Artikel X, onderdeel C (artikel 15 van de Wet op belastingen van rechtsverkeer)
Het voorstel bevat een aanpassing van onderdeel p, onder 2°, van artikel 15, eerste lid, WBR. In deze bepaling is een vereiste voor toepassing van de startersvrijstelling neergelegd. Deze houdt in dat verkrijgers onmiddellijk, stellig en zonder voorbehoud voorafgaand aan de overdracht van de woning bij de notaris schriftelijk moeten verklaren de vrijstelling niet eerder te hebben toegepast. Voorgesteld wordt het woordje «onmiddellijk» te laten vervallen. Hiermee wordt bewerkstelligd dat het notariaat de schriftelijke verklaring ook eerder dan onmiddellijk voorafgaand aan de overdracht kan ontvangen. Ter voorbereiding op een transactie is van belang dat het notariaat eerder kan bepalen of een verkrijger in aanmerking komt voor de startersvrijstelling of het verlaagd tarief. Met deze schrapping wordt uitvoering gegeven aan de in de memorie van antwoord bij de Wet differentiatie overdrachtsbelasting gedane toezegging.86
Het voorgestelde artikel 15, eerste lid, onderdeel t, WBR bewerkstelligt dat een vrijstelling van toepassing is, als er sprake is van verkrijging van een woning of rechten waaraan deze is onderworpen, of van rechten van lidmaatschap als bedoeld in artikel 4, eerste lid, onderdeel b, WBR voor zover deze laatste rechten betrekking hebben op de verkrijging van een woning, van een natuurlijk persoon.
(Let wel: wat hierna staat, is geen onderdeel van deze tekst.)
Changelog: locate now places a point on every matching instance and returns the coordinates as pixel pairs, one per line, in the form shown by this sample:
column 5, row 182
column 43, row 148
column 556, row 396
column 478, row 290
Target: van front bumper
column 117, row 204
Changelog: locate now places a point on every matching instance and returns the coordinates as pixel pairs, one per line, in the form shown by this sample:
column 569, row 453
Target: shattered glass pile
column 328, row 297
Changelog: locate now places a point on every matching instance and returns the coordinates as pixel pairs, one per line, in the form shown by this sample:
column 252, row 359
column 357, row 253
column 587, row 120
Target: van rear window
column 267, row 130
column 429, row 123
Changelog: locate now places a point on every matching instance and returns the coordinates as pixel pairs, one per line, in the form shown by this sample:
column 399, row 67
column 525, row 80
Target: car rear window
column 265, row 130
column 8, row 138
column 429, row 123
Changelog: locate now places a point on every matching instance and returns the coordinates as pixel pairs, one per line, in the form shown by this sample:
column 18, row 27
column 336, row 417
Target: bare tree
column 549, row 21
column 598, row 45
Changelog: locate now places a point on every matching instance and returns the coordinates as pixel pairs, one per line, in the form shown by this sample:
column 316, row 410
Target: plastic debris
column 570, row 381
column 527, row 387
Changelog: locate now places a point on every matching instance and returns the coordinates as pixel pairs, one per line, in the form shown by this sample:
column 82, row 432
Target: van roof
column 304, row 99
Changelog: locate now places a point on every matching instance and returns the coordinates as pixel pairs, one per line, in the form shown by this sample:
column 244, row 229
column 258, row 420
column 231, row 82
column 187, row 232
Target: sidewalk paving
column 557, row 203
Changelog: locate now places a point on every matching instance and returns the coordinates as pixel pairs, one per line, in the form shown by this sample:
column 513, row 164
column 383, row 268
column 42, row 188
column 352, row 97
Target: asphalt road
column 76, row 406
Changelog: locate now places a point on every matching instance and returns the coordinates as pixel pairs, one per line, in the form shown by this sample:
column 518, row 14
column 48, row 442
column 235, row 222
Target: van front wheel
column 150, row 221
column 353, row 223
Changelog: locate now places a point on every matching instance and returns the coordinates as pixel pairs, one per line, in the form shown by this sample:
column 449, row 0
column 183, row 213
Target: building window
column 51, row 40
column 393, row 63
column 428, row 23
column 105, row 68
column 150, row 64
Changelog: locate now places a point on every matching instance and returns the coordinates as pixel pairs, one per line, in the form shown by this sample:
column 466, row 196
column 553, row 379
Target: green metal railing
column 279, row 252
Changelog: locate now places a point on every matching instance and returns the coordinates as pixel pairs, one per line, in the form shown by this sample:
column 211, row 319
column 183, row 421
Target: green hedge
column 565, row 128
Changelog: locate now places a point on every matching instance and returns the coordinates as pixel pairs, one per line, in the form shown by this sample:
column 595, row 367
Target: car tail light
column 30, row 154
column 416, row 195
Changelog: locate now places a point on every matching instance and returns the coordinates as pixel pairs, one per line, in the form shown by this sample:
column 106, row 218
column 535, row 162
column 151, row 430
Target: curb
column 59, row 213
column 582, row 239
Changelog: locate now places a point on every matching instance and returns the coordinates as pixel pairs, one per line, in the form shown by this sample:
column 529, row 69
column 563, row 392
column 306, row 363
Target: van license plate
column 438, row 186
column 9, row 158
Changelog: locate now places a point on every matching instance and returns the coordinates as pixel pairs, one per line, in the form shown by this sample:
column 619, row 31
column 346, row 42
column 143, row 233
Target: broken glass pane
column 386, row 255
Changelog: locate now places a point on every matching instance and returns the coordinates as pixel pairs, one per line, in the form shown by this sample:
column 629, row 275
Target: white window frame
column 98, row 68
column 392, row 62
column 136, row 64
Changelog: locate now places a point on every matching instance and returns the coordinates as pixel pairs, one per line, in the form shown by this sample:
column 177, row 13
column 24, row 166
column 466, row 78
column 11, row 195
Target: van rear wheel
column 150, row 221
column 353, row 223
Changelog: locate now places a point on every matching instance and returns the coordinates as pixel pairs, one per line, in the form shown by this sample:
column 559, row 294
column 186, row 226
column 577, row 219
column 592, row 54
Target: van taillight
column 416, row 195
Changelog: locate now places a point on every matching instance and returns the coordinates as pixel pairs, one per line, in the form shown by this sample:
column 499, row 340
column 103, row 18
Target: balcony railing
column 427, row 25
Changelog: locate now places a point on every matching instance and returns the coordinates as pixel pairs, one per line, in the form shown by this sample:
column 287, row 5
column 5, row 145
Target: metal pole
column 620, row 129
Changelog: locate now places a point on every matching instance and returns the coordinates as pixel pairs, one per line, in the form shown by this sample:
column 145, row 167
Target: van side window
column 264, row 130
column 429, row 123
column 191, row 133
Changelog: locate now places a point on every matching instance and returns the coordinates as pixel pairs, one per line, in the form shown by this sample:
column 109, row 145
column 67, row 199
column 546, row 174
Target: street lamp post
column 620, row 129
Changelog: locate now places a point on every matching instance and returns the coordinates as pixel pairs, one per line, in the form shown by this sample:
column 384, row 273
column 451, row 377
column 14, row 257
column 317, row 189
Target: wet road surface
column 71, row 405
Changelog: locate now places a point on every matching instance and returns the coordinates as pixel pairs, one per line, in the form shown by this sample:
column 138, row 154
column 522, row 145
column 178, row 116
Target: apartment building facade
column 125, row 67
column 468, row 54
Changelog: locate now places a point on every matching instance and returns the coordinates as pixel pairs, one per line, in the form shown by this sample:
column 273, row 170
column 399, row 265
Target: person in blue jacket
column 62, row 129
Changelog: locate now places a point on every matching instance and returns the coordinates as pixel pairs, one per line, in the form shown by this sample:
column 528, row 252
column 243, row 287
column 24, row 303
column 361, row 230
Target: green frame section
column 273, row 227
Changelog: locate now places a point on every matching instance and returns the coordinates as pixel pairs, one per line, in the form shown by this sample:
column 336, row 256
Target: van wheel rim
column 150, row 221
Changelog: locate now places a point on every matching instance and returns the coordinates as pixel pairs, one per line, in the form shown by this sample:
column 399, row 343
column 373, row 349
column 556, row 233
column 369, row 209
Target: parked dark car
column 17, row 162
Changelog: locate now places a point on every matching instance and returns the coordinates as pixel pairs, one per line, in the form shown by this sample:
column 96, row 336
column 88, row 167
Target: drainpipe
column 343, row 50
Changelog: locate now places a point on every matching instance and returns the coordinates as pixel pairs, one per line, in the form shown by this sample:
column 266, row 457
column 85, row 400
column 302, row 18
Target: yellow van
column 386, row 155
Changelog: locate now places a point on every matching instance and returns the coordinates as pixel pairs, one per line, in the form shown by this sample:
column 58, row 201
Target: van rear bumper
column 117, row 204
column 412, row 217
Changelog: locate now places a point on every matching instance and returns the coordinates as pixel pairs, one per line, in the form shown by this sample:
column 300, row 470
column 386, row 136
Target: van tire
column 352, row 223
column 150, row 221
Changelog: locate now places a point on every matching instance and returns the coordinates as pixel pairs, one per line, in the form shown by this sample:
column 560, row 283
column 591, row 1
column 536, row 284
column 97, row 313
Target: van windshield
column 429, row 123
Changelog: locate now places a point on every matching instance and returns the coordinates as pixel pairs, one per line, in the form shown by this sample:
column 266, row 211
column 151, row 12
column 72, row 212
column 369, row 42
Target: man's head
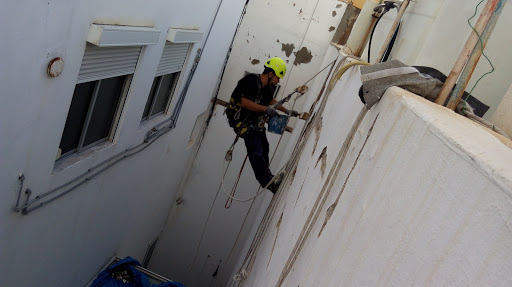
column 275, row 69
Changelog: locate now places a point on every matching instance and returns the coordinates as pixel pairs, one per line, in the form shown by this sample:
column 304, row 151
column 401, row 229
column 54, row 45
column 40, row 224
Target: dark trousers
column 257, row 150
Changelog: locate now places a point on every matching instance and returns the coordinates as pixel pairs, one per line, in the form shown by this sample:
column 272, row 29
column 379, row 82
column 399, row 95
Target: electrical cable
column 483, row 53
column 371, row 36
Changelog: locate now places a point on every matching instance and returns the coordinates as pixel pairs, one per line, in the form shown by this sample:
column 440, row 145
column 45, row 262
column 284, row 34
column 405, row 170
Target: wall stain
column 293, row 174
column 302, row 56
column 328, row 214
column 300, row 191
column 331, row 208
column 275, row 239
column 323, row 158
column 287, row 48
column 318, row 129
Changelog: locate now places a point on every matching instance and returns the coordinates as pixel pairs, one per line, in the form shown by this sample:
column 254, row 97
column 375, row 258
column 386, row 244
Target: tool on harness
column 277, row 121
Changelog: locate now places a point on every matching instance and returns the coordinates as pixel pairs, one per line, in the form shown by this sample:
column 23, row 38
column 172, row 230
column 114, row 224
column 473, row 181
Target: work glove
column 292, row 113
column 271, row 112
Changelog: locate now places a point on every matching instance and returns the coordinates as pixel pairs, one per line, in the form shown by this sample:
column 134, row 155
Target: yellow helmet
column 278, row 65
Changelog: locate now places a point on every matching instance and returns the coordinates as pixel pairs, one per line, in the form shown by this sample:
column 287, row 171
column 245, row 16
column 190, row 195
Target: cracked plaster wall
column 409, row 189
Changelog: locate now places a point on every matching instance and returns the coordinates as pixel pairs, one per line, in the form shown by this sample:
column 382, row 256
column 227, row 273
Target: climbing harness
column 229, row 201
column 233, row 111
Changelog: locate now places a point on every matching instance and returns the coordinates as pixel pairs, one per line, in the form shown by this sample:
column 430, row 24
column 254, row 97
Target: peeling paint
column 275, row 239
column 303, row 56
column 317, row 130
column 323, row 159
column 287, row 48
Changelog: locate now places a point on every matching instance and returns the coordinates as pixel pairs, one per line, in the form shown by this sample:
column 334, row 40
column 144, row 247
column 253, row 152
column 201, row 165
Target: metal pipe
column 471, row 42
column 17, row 206
column 397, row 21
column 474, row 58
column 181, row 99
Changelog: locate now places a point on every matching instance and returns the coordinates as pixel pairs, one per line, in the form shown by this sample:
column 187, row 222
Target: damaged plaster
column 287, row 48
column 302, row 56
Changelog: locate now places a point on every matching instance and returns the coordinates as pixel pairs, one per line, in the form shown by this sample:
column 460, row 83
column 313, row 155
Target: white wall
column 419, row 196
column 123, row 209
column 201, row 232
column 433, row 34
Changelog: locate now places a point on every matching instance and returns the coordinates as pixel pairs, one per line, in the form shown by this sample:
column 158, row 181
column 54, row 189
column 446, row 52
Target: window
column 104, row 78
column 167, row 75
column 160, row 95
column 92, row 113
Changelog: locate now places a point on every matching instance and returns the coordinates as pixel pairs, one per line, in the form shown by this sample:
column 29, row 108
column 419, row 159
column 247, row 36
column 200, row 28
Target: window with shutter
column 168, row 72
column 103, row 79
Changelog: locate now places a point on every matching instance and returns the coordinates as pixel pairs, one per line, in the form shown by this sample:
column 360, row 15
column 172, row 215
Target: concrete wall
column 503, row 115
column 433, row 34
column 123, row 209
column 201, row 231
column 408, row 193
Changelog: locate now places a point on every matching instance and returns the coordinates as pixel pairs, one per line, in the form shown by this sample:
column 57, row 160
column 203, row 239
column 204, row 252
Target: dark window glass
column 104, row 109
column 150, row 98
column 76, row 116
column 164, row 93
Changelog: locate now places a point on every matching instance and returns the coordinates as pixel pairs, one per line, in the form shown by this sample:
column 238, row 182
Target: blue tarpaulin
column 124, row 274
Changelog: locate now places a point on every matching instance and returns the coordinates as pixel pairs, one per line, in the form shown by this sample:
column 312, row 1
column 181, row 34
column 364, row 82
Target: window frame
column 115, row 121
column 170, row 96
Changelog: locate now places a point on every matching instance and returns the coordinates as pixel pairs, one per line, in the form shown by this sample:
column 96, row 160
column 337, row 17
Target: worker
column 252, row 99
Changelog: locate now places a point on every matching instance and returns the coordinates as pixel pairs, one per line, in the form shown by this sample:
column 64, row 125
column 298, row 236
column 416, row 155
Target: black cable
column 391, row 44
column 371, row 36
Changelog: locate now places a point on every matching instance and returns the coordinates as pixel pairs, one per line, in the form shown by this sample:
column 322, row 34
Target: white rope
column 241, row 275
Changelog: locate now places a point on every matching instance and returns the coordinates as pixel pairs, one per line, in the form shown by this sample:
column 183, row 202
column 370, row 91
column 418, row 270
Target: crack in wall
column 322, row 196
column 302, row 56
column 300, row 191
column 275, row 239
column 318, row 129
column 331, row 208
column 323, row 158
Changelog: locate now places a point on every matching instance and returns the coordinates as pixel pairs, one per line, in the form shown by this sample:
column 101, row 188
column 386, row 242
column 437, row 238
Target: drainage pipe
column 471, row 43
column 177, row 109
column 361, row 29
column 392, row 31
column 474, row 58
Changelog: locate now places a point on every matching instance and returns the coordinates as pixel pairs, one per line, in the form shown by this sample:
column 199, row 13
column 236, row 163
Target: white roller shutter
column 107, row 62
column 173, row 58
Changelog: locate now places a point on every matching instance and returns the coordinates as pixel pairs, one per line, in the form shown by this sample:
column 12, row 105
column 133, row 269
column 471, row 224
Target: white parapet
column 414, row 195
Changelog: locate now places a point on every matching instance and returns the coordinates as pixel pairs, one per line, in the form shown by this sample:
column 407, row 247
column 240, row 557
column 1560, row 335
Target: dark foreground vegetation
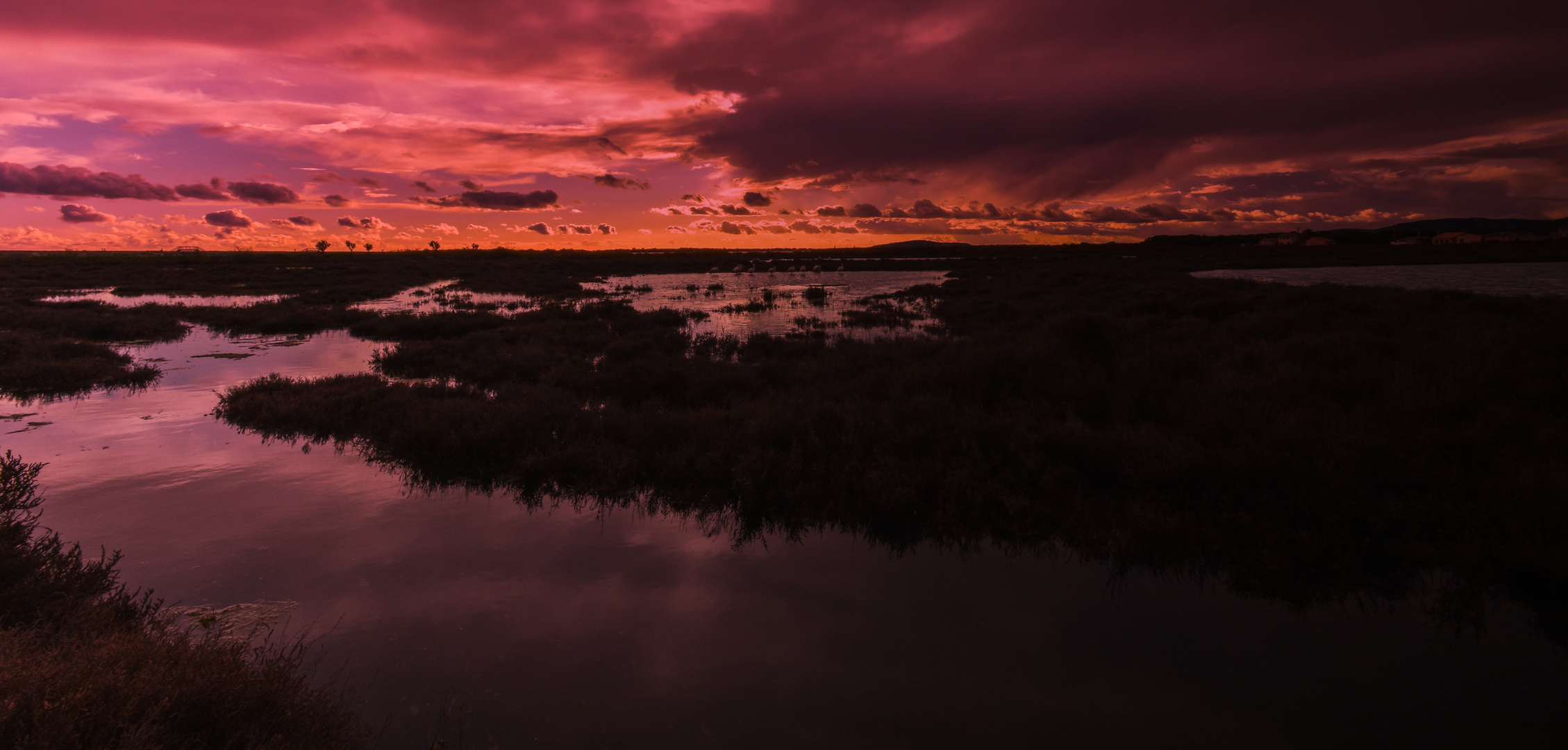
column 88, row 664
column 1308, row 444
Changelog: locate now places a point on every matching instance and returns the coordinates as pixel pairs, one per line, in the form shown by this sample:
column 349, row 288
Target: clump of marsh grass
column 85, row 662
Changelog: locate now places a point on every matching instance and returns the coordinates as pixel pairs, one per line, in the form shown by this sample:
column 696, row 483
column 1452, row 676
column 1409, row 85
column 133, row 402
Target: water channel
column 466, row 612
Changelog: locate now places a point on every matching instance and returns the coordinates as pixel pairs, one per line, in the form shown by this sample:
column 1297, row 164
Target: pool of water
column 567, row 628
column 107, row 295
column 1546, row 280
column 446, row 295
column 726, row 295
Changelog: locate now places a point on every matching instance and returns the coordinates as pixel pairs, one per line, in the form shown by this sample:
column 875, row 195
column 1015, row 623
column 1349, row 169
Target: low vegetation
column 87, row 662
column 1305, row 444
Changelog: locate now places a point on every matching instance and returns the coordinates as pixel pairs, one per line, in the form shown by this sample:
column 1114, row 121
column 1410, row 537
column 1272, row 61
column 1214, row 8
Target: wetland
column 629, row 499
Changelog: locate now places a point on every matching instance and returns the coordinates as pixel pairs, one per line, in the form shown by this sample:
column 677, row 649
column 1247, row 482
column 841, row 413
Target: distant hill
column 922, row 244
column 1426, row 228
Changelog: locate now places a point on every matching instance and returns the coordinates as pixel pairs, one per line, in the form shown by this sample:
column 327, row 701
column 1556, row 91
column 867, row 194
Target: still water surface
column 574, row 630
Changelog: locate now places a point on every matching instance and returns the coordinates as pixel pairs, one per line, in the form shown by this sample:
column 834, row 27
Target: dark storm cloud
column 369, row 223
column 76, row 214
column 606, row 143
column 77, row 183
column 229, row 219
column 204, row 192
column 262, row 194
column 295, row 223
column 717, row 79
column 1037, row 102
column 620, row 183
column 1551, row 148
column 494, row 200
column 1054, row 102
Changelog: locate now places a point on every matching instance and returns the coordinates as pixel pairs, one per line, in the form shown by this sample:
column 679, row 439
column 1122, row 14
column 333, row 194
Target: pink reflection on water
column 842, row 288
column 614, row 630
column 107, row 295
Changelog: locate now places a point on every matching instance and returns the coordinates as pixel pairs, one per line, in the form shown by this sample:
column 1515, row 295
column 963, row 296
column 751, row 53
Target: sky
column 143, row 124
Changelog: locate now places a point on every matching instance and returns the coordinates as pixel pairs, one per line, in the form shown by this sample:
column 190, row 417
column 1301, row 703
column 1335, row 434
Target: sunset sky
column 794, row 123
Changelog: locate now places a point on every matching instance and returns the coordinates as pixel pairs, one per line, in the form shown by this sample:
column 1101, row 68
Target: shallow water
column 440, row 297
column 842, row 289
column 579, row 630
column 107, row 295
column 1550, row 280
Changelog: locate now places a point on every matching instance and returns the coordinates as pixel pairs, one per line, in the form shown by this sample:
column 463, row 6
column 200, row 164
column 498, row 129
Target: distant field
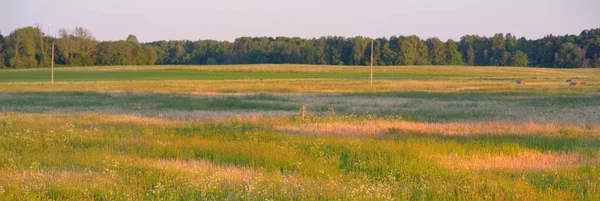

De verkrijging dient voort te vloeien uit een verkoopregulerend beding bij de eerdere verkrijging en houdt een terugkooprecht of een terugkoopverplichting in. De verkrijger is de vervreemder bij die eerdere verkrijging of zijn rechtsopvolger. Daarbij moet aan bij algemene maatregel van bestuur te stellen voorwaarden worden voldaan die per verkrijging worden beoordeeld. Deze voorwaarden zijn benoemd in het algemene deel van deze toelichting.
Het voorgestelde artikel 15, achtste lid, WBR bewerkstelligt dat naast de startersvrijstelling ook de VoV-vrijstelling niet van toepassing is op verkrijging van de economische eigendom van een onroerende zaak en op de verkrijging van aandelen bedoeld in artikel 4, eerste lid, onderdeel a, WBR.
Artikel X, onderdeel D (artikel 15a van de Wet belastingen van rechtsverkeer)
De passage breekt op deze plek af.